DFS and OS were analyzed according to HER-2 mutations status and protein expression level, respectively. a DFS of HER-2 WT (n = 114) and HER-2 MUT (n = 9) patients; b DFS of HER-2 IHC (-) (n = 79) and HER-2 IHC (+) (n = 17) patients; C. OS of HER-2 WT (n = 37) and HER-2 MUT (n = 2) patients; D. OS of HER-2 IHC (-) (n = 14) and HER-2 IHC (+) (n = 1) patients. WT: wild type group, MUT: mutation group; and HER-2 IHC (-): the score 0 or 1; IHC (+): The score 2 or 3

Discussion

In the present study, HER-2 mutation rate and protein expression level were measured in 456 patients with wild-type EGFR lung adenocarcinoma. The HER-2 mutation rate was 4.8 % while the rate in EGFR/ALK/ROS1 triple-negative samples was 6.7 %. There was no correlation between HER-2 mutation and clinical characteristics. The rate differed according to lung adenocarcinoma subtype and was highest in APA (36.4 %) and PPA (36.4 %).

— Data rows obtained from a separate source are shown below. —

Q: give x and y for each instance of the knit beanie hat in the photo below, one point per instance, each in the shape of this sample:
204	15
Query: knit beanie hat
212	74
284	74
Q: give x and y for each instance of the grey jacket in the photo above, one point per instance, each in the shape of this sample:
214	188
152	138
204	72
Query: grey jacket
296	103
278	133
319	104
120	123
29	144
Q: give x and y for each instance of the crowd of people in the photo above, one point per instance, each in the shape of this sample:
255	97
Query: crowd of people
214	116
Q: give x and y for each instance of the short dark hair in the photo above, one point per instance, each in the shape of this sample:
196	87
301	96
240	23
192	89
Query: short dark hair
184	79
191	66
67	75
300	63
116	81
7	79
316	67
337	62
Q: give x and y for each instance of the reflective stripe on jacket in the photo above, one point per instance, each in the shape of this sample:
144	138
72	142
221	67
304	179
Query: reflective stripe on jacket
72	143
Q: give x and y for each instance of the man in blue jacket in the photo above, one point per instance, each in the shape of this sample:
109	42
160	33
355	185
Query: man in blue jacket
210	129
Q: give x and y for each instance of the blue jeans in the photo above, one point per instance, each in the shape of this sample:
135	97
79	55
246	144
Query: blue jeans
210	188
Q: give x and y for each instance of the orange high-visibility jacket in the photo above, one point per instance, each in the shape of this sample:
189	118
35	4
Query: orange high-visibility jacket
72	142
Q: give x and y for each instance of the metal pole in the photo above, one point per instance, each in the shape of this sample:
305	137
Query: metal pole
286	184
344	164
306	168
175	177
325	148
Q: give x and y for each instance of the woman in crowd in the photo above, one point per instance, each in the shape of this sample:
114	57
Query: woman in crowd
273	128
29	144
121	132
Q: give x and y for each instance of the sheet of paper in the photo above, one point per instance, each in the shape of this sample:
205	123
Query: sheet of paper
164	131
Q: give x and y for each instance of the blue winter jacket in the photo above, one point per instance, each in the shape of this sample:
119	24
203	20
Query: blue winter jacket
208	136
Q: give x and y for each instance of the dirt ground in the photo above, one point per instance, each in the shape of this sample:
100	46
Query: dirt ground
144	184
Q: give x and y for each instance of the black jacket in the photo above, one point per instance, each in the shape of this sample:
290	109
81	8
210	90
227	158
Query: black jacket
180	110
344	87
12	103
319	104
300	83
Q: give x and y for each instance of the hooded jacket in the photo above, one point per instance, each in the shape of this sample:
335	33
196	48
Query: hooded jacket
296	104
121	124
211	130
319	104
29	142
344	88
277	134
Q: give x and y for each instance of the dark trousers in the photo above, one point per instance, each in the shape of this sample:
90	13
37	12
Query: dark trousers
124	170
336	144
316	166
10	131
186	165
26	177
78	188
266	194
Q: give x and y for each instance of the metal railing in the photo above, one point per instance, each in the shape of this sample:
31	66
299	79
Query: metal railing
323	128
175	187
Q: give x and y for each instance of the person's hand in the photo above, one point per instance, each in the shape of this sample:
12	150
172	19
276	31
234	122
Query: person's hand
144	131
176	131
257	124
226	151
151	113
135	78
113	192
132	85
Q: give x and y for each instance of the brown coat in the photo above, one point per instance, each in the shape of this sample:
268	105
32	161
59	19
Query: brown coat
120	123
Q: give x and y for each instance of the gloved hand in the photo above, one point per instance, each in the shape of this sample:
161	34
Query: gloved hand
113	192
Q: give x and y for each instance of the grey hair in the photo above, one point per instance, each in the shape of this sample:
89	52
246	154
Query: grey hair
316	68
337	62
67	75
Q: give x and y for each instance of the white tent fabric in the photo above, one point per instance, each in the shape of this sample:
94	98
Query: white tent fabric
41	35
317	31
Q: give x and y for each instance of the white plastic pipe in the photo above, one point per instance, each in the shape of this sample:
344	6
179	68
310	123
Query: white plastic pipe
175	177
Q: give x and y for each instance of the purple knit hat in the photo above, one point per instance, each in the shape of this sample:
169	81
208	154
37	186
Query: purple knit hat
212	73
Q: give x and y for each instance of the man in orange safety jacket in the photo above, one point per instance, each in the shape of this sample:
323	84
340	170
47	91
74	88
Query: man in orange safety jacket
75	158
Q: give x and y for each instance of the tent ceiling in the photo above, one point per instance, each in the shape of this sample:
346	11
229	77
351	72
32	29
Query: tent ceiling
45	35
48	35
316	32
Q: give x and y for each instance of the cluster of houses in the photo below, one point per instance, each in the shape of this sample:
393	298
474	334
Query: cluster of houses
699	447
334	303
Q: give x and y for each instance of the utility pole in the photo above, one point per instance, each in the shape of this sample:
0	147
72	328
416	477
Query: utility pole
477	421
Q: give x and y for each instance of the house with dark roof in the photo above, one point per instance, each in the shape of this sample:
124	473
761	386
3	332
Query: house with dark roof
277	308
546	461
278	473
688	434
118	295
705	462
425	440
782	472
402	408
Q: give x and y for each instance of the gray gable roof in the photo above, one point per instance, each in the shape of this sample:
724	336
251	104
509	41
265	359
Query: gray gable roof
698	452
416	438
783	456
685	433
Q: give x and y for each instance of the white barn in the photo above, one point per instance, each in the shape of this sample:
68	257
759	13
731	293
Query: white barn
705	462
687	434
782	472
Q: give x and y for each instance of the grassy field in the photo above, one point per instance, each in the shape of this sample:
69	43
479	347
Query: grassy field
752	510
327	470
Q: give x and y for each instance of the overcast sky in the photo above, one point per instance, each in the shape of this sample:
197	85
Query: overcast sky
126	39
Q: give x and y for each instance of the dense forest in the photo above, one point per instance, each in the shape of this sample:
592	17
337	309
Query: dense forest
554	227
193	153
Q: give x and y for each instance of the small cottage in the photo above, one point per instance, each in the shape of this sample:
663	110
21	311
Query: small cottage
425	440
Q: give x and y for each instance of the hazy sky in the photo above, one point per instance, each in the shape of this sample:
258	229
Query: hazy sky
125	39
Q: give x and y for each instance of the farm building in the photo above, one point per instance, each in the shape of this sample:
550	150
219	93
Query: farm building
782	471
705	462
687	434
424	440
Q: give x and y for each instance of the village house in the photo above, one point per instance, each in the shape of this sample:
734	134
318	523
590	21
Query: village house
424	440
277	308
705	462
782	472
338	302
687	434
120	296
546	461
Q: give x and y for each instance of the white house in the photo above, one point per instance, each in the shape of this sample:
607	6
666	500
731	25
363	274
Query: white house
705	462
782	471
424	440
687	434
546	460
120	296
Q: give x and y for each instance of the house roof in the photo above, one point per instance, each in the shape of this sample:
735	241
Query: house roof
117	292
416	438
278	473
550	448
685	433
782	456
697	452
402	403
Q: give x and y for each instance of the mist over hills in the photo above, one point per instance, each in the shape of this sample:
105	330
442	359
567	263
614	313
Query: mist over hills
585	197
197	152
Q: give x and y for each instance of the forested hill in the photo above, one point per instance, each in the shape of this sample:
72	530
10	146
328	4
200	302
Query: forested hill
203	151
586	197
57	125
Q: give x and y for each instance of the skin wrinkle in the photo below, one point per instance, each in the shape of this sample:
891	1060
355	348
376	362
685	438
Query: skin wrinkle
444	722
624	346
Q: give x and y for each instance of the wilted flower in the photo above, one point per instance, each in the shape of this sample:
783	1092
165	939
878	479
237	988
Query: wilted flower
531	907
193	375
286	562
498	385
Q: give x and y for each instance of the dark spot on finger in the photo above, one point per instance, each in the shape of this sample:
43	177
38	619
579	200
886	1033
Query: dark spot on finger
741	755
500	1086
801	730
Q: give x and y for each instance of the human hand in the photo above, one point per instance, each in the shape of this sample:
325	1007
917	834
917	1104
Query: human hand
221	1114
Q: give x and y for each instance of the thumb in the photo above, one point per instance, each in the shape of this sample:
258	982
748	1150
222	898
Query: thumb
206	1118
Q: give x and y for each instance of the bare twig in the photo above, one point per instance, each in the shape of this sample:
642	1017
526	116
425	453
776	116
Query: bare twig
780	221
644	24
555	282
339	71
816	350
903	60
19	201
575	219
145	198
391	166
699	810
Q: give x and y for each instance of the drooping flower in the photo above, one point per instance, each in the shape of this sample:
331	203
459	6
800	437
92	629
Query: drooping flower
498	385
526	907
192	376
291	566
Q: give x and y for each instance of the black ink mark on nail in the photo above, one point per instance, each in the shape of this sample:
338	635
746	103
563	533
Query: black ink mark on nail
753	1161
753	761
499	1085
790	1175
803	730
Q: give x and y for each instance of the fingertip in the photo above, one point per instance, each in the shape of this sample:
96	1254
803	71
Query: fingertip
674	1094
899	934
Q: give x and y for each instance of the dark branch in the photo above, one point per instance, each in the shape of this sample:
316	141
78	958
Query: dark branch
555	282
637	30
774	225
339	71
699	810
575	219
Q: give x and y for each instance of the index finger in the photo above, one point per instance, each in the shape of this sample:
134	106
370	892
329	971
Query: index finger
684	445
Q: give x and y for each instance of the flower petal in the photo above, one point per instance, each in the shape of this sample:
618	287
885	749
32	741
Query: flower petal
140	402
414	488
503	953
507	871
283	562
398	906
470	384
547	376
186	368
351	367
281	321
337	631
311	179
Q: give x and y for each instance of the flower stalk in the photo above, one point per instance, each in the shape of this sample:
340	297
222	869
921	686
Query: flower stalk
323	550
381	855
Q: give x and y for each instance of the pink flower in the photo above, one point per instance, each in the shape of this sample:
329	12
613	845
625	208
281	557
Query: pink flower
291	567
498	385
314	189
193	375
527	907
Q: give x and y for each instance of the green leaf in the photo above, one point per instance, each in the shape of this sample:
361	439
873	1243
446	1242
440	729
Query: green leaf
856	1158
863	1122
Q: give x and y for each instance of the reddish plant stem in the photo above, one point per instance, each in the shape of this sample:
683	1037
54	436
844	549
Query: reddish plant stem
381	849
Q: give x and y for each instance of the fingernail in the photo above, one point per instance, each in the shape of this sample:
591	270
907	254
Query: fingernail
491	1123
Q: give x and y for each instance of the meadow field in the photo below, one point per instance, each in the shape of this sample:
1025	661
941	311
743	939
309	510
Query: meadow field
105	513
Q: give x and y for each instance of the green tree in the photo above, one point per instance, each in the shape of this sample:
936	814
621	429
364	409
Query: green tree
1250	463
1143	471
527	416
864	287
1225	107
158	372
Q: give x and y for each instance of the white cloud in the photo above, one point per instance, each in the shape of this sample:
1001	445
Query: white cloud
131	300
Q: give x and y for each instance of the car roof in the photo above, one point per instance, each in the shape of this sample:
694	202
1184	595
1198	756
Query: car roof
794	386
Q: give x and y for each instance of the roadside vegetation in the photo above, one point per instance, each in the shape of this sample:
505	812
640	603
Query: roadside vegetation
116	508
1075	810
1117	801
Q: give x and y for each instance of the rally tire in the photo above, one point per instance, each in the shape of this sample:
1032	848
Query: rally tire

HER-2 mutations have been linked to NSCLC. Other studies have shown that they also occur in lung adenocarcinoma, with mutation rates from 2 % up to 14.1 % [9, 10, 17]. Our results were consistent with previous studies reporting a HER-2 mutation rate of 1.98 % in the overall population, 4.8 % in wild-type EGFR cases, and 6.7 % in EGFR/ALK/ROS1 triple-negative cases. The most commonly observed HER-2 mutation is an in-frame insertion in exon 20 [6]. An analysis of HER-2 mutations in exons 18–21 identified cases harboring the same exon 20 insertion [10]. In the present study, DNA sequencing of 19 patients revealed 15 cases with A775_G776ins12YVMA, three with 2326_2327insTGT, and one with 2331_2332 ins9 (ggctcccca), all of which are in exon 20. HER-2 inhibitors such as trastuzumab and afatinib were effective in inhibiting exon 20 insertion mutations [18, 19], which are thus a useful biomarker for assessing the therapeutic efficacy of these inhibitors.

HER-2 mutations are more common in female non-smokers with moderately to poorly differentiated adenocarcinoma, small tumor load, and early-stage lung cancer, but are not linked to patient prognosis [10, 11, 17]. Two studies in the Chinese population also found that HER-2 mutations were prevalent in female non-smokers, but were not correlated with prognosis [10, 20], while a study from Taiwan found an association between HER-2 mutation and late stages of disease [8]. We did not observe a correlation between mutation status and patient characteristics such as gender, age, disease stage, smoking status, or prognosis.

APA and PPA subtypes of lung adenocarcinoma accounted for 65.7 % of all cases examined in this study. These results are consistent with those reported by others; for instance, among Caucasians, HER-2 mutations were primarily observed in PPA, APA, SPA, and MPA [9], whereas another study found that mutation rates were higher in PPA, AIS/MPA, LPA, and SPA [11]. Thus, HER-2 mutations are mainly associated with APA, PPA, IMA, SPA, and MIA subtypes with some similarity across ethnic groups; HER-2 inhibitors may be effective in such patients. Therefore, more emphasis should be placed on the classification of lung adenocarcinoma histological subtypes and HER-2 mutation analysis in clinical settings.

Conclusions

In summary, this study showed that HER-2 mutation was not correlated to HER-2 protein overexpression, and existing follow-up data did not show a correlation between HER-2 mutation with DFS or OS.